The award is presented to individuals who foster communitywide involvement in the arts. Past recipients for the visual arts have included Allyson Mellberg-Taylor, Alberto Rey, Tim Rollins, Daniel Reeves, Agnes Dennes, Italo Scanga and Ellen Driscoll.
In advance of his residency here, Ziegler, who is professor and chairman of art at Vanderbilt University, will give a lecture on his previous projects Nov. 18 at 6 p.m. in Campbell Hall, room 158. A reception will follow on Ruffin Hall's third floor.

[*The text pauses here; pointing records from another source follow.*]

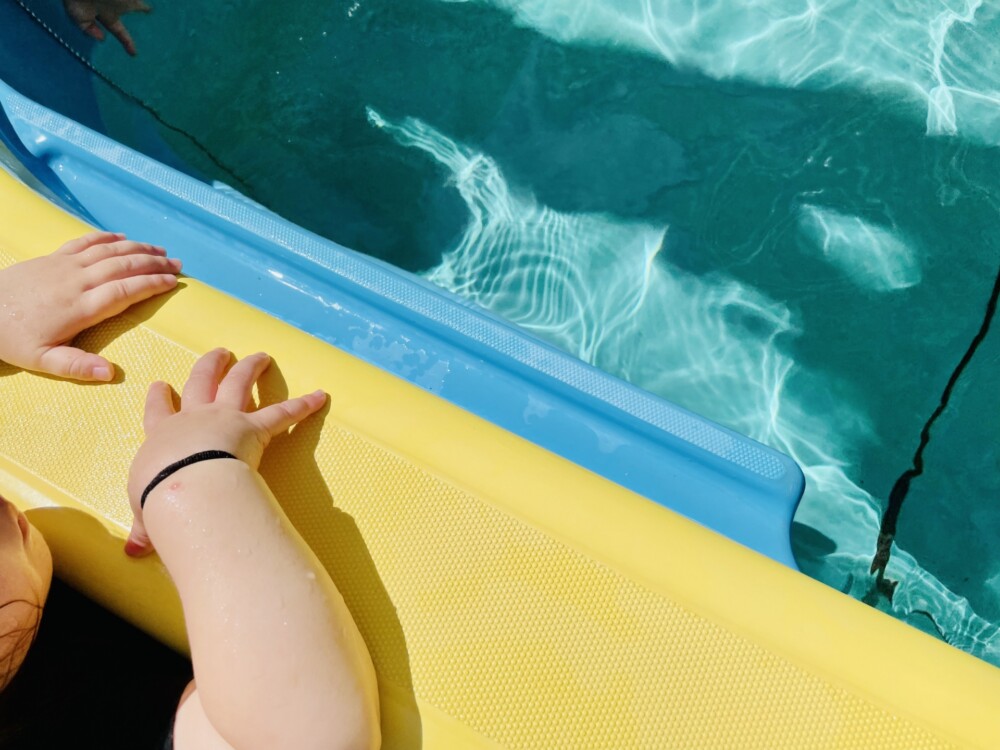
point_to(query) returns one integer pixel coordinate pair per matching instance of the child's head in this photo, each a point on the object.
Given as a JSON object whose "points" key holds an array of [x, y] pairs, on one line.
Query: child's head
{"points": [[25, 575]]}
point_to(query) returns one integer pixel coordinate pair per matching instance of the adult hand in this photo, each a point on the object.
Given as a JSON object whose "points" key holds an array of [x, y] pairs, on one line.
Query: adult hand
{"points": [[88, 13], [214, 415], [45, 302]]}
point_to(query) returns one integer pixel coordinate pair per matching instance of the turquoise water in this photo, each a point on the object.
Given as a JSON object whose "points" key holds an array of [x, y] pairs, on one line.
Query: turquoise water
{"points": [[781, 215]]}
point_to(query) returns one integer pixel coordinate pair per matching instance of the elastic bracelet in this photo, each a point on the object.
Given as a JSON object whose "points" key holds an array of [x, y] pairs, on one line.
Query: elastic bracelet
{"points": [[177, 466]]}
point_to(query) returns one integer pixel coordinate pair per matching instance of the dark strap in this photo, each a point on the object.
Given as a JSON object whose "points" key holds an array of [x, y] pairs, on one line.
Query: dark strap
{"points": [[177, 466]]}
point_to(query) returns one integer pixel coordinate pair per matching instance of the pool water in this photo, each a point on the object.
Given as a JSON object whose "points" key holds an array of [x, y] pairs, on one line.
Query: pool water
{"points": [[781, 215]]}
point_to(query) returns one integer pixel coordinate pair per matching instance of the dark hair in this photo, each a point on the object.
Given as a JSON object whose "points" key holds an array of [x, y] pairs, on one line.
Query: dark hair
{"points": [[87, 667], [22, 639]]}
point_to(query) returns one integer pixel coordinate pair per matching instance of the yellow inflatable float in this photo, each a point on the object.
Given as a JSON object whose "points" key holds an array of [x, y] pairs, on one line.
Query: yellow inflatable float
{"points": [[509, 597]]}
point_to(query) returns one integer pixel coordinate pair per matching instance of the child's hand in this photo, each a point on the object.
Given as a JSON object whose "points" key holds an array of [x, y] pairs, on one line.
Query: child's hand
{"points": [[87, 13], [213, 416], [47, 301]]}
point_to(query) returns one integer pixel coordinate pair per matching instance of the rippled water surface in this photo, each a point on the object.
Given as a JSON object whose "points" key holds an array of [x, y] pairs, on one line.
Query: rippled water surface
{"points": [[782, 215]]}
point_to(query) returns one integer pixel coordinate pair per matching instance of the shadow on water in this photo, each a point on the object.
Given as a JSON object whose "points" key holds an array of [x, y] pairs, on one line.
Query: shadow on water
{"points": [[775, 188]]}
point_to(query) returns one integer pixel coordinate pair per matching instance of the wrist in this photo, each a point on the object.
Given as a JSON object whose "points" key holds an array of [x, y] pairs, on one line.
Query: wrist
{"points": [[171, 469]]}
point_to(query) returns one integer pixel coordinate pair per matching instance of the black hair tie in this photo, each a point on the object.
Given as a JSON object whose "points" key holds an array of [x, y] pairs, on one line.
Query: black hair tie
{"points": [[177, 466]]}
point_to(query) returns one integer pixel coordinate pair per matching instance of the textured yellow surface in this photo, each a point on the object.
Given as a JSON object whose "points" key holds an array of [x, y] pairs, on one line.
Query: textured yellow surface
{"points": [[508, 597]]}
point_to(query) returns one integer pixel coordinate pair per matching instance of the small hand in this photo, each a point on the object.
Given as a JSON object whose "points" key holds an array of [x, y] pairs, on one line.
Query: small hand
{"points": [[213, 416], [45, 302], [87, 13]]}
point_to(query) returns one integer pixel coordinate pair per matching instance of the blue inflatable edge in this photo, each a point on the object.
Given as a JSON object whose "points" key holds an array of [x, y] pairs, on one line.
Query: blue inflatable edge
{"points": [[423, 334]]}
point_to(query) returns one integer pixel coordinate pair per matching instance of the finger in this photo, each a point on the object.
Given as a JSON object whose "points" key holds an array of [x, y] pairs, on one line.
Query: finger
{"points": [[129, 265], [113, 297], [76, 364], [159, 405], [206, 374], [236, 388], [116, 27], [277, 418], [138, 543], [116, 248], [90, 28], [88, 240]]}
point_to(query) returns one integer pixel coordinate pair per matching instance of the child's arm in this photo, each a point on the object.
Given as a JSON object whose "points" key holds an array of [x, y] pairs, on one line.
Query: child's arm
{"points": [[87, 13], [278, 660], [47, 301]]}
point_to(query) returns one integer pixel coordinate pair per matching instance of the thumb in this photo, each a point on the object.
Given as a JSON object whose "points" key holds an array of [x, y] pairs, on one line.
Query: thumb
{"points": [[69, 362], [138, 544]]}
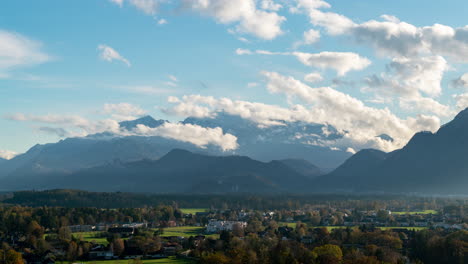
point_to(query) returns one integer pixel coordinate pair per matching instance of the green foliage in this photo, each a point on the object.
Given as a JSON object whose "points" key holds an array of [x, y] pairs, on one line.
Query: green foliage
{"points": [[328, 254]]}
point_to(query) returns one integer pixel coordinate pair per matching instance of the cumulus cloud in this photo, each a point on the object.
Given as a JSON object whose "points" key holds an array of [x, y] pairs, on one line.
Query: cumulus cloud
{"points": [[244, 13], [78, 126], [361, 123], [7, 154], [341, 62], [414, 81], [197, 135], [270, 5], [313, 77], [123, 111], [162, 21], [460, 82], [68, 125], [260, 113], [309, 37], [461, 101], [117, 2], [391, 37], [149, 7], [109, 54], [18, 51]]}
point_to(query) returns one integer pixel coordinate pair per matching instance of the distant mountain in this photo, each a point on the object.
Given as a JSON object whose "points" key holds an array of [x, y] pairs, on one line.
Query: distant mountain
{"points": [[176, 172], [289, 140], [146, 120], [430, 163], [303, 167]]}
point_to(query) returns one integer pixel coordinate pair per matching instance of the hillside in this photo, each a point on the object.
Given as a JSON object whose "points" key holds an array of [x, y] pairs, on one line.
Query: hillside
{"points": [[178, 171], [431, 163]]}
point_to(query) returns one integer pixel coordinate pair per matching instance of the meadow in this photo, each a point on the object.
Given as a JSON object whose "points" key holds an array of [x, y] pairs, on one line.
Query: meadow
{"points": [[193, 210], [416, 212], [186, 231], [170, 260]]}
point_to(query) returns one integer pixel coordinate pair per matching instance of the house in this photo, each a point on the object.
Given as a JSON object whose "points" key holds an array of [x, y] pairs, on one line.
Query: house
{"points": [[81, 228], [215, 226], [123, 231], [101, 252]]}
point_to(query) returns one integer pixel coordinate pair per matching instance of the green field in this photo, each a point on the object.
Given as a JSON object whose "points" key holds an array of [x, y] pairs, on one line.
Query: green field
{"points": [[193, 210], [169, 260], [186, 231], [416, 212], [91, 237], [330, 228]]}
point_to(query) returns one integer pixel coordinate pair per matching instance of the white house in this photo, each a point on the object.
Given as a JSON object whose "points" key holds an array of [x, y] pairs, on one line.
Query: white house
{"points": [[215, 226]]}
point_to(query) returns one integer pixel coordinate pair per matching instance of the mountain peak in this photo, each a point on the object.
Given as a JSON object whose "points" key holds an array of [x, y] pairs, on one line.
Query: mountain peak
{"points": [[147, 120]]}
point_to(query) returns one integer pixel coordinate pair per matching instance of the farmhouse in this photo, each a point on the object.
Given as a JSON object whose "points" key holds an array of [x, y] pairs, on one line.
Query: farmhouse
{"points": [[123, 231], [215, 226]]}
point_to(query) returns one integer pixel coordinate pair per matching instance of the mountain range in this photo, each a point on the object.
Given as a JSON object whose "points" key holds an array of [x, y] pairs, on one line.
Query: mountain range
{"points": [[431, 163], [179, 171], [260, 143]]}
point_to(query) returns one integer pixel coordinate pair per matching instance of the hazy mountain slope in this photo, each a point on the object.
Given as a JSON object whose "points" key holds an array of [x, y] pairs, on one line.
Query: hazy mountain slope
{"points": [[178, 171], [264, 144], [303, 167], [430, 163], [287, 141]]}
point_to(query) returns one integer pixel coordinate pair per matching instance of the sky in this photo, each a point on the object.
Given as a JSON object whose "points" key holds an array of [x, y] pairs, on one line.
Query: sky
{"points": [[74, 68]]}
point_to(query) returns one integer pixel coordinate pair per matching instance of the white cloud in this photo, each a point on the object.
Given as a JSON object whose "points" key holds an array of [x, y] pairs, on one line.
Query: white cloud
{"points": [[110, 54], [249, 19], [460, 82], [148, 7], [342, 62], [68, 125], [311, 36], [393, 37], [313, 77], [162, 21], [123, 111], [252, 84], [243, 51], [7, 154], [145, 89], [461, 101], [208, 106], [415, 82], [270, 5], [173, 78], [362, 123], [117, 2], [17, 51], [197, 135], [78, 126]]}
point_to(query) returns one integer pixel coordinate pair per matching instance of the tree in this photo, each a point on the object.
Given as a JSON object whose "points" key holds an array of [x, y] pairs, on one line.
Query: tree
{"points": [[118, 246], [11, 257], [216, 258]]}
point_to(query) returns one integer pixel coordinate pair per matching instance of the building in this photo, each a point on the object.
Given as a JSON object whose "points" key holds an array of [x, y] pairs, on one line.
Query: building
{"points": [[123, 231], [215, 226]]}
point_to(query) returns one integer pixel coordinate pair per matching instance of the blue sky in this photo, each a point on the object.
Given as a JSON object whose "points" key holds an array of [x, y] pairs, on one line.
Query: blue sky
{"points": [[51, 64]]}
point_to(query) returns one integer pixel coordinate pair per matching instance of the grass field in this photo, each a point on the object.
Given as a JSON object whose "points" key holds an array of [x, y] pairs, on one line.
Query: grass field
{"points": [[193, 210], [169, 260], [416, 212], [186, 231], [91, 236], [330, 228]]}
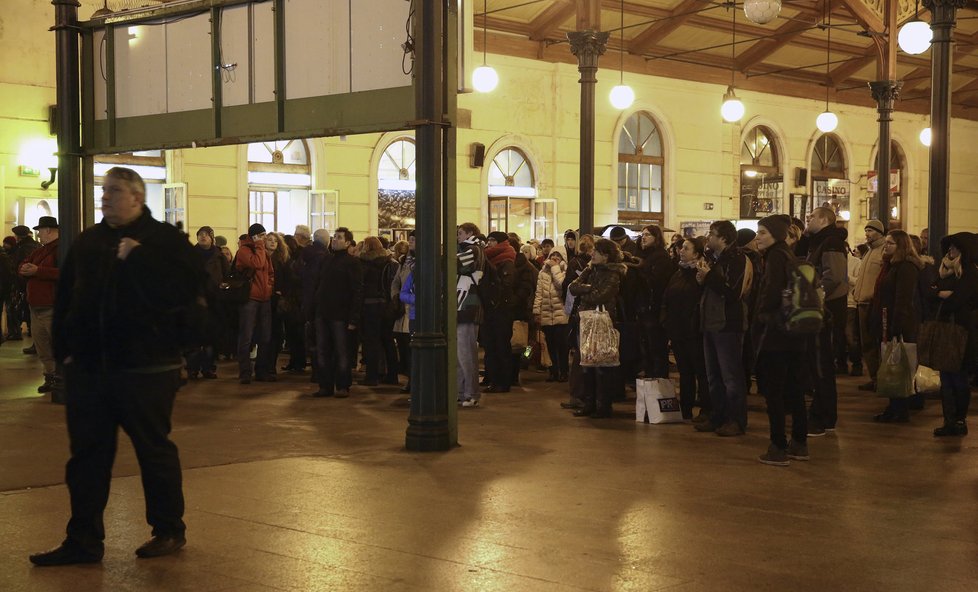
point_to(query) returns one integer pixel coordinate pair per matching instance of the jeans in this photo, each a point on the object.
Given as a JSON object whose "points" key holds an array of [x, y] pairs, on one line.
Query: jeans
{"points": [[334, 371], [254, 326], [723, 352], [776, 372], [97, 405], [467, 366]]}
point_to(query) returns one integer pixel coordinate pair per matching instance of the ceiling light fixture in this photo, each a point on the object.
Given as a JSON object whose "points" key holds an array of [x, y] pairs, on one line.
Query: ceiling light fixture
{"points": [[484, 78], [915, 36], [622, 96], [732, 109]]}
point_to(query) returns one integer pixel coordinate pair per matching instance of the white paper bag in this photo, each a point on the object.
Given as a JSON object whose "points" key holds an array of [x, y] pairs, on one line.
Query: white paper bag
{"points": [[656, 398]]}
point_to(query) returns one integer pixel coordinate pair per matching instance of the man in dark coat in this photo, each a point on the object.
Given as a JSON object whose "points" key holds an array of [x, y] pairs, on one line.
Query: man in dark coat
{"points": [[120, 321]]}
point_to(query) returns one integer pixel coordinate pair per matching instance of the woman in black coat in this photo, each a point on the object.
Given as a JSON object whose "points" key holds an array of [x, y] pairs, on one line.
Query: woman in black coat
{"points": [[681, 323], [895, 307], [954, 299]]}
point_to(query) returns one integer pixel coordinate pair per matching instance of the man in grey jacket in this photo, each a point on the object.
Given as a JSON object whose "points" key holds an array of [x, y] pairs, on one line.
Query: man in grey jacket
{"points": [[828, 254]]}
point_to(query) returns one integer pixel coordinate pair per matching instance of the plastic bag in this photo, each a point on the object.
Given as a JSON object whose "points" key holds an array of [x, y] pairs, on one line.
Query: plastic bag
{"points": [[599, 338]]}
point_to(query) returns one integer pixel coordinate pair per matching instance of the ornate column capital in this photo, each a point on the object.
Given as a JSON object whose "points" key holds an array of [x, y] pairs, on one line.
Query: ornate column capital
{"points": [[885, 92], [588, 46]]}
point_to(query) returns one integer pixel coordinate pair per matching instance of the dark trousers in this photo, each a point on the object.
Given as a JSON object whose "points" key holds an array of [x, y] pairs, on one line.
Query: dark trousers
{"points": [[370, 335], [724, 357], [823, 411], [694, 388], [97, 405], [333, 355], [776, 379], [556, 336], [497, 333], [955, 396], [254, 326]]}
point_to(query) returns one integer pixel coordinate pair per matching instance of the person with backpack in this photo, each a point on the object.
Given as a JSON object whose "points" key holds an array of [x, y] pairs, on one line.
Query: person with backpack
{"points": [[780, 354], [827, 252], [724, 321], [497, 330]]}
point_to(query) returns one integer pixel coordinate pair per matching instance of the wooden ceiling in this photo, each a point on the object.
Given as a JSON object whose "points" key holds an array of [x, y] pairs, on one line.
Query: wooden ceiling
{"points": [[692, 40]]}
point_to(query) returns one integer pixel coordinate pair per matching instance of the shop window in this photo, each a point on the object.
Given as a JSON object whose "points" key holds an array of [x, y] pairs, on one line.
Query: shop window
{"points": [[279, 181], [397, 189], [641, 189], [761, 179]]}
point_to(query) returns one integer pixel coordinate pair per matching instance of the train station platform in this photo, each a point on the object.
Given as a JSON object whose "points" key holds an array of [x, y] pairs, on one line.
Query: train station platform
{"points": [[287, 492]]}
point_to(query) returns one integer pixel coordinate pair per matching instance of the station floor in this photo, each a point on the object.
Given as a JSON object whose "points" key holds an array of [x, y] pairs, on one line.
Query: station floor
{"points": [[286, 492]]}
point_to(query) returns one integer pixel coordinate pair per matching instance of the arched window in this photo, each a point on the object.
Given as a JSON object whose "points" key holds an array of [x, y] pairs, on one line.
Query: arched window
{"points": [[898, 165], [513, 202], [279, 180], [396, 189], [166, 202], [829, 176], [640, 166], [761, 179]]}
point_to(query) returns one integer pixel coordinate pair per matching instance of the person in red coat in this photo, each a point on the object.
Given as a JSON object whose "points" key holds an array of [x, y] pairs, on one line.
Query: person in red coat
{"points": [[40, 269]]}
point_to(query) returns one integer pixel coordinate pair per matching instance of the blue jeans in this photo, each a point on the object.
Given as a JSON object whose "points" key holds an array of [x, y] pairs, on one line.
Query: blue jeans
{"points": [[254, 326], [333, 355], [723, 352]]}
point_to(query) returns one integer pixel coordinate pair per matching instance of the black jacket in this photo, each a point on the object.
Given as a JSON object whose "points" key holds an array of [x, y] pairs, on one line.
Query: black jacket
{"points": [[131, 315], [339, 291]]}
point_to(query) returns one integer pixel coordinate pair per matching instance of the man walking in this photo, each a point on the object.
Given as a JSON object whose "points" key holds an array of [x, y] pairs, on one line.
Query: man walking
{"points": [[40, 269], [119, 316]]}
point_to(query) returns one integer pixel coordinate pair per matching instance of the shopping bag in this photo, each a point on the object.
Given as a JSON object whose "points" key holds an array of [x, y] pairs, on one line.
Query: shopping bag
{"points": [[894, 378], [927, 380], [656, 401], [521, 336], [598, 338]]}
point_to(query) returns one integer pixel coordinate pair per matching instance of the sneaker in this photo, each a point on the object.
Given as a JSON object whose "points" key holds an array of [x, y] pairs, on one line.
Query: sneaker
{"points": [[775, 457], [731, 428], [797, 451]]}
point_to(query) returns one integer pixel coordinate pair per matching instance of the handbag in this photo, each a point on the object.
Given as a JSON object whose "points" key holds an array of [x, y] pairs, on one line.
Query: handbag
{"points": [[895, 377], [598, 338], [941, 344]]}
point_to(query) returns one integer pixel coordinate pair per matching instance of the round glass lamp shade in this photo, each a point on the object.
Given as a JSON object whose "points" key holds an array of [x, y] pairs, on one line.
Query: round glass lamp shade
{"points": [[827, 122], [914, 37], [732, 109], [622, 96], [925, 136], [762, 11], [485, 79]]}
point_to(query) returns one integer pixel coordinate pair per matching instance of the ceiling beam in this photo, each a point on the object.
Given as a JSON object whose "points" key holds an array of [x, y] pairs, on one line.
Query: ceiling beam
{"points": [[548, 23], [664, 26]]}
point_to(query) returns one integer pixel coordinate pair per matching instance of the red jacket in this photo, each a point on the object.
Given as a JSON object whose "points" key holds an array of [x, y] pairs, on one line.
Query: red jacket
{"points": [[253, 255], [42, 285]]}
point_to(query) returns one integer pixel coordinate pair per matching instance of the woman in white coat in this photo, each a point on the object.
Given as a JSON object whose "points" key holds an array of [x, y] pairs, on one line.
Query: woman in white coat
{"points": [[548, 312]]}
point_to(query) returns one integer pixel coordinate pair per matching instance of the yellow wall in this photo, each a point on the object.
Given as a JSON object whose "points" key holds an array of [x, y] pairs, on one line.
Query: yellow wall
{"points": [[534, 108]]}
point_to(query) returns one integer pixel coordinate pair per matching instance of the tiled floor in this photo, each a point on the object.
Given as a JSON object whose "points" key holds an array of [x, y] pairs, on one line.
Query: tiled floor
{"points": [[285, 492]]}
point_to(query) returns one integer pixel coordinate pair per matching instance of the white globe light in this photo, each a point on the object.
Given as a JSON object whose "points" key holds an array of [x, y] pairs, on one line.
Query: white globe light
{"points": [[914, 37], [732, 109], [485, 79], [762, 11], [827, 122], [925, 136], [622, 96]]}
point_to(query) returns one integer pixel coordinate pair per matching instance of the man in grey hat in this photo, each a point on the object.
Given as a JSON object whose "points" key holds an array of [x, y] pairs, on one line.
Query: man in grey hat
{"points": [[869, 271]]}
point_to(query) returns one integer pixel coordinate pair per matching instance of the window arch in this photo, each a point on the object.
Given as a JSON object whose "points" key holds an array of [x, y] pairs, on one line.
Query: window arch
{"points": [[641, 163], [514, 205], [830, 176], [397, 189], [279, 181], [761, 178]]}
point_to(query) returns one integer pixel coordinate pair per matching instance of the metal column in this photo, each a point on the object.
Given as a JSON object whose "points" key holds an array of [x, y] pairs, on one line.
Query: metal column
{"points": [[588, 46]]}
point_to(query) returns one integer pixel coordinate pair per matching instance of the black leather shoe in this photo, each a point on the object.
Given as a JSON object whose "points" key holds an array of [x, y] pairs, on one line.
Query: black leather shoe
{"points": [[159, 546], [66, 554]]}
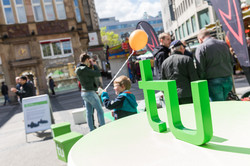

Ziegler's U.Va. residency will span the entire spring semester and feature an exhibition in Ruffin Gallery, another lecture and a panel discussion. The Ruffin Gallery exhibition will take place in March, when he will also be completing his public art project.
Ziegler has shown his works nationally and internationally. His current projects include a public art master plan for Lake Como Park in Fort Worth, Texas, and a major public art commission for the Art In Public Places Program, in Cambridge, Mass.
He earned a Loeb Fellowship for study at Harvard University in 1996-97, and has lectured throughout the United States, Europe and South America.
Ziegler began his undergraduate studies at the Rhode Island School of Design, later transferring to the Kansas City Art Institute to complete his B.F.A. in 1978. He earned an M.F.A. from the California Institute of the Arts in 1982.
In Kansas, he met Kate Ericson, his future artistic collaborator of 18 years. Together, they made influential, site-specific installations and objects concerned with mapping trajectories, questioning history and highlighting the specificity of places and communities — themes that had also been important for Ziegler in his early solo works.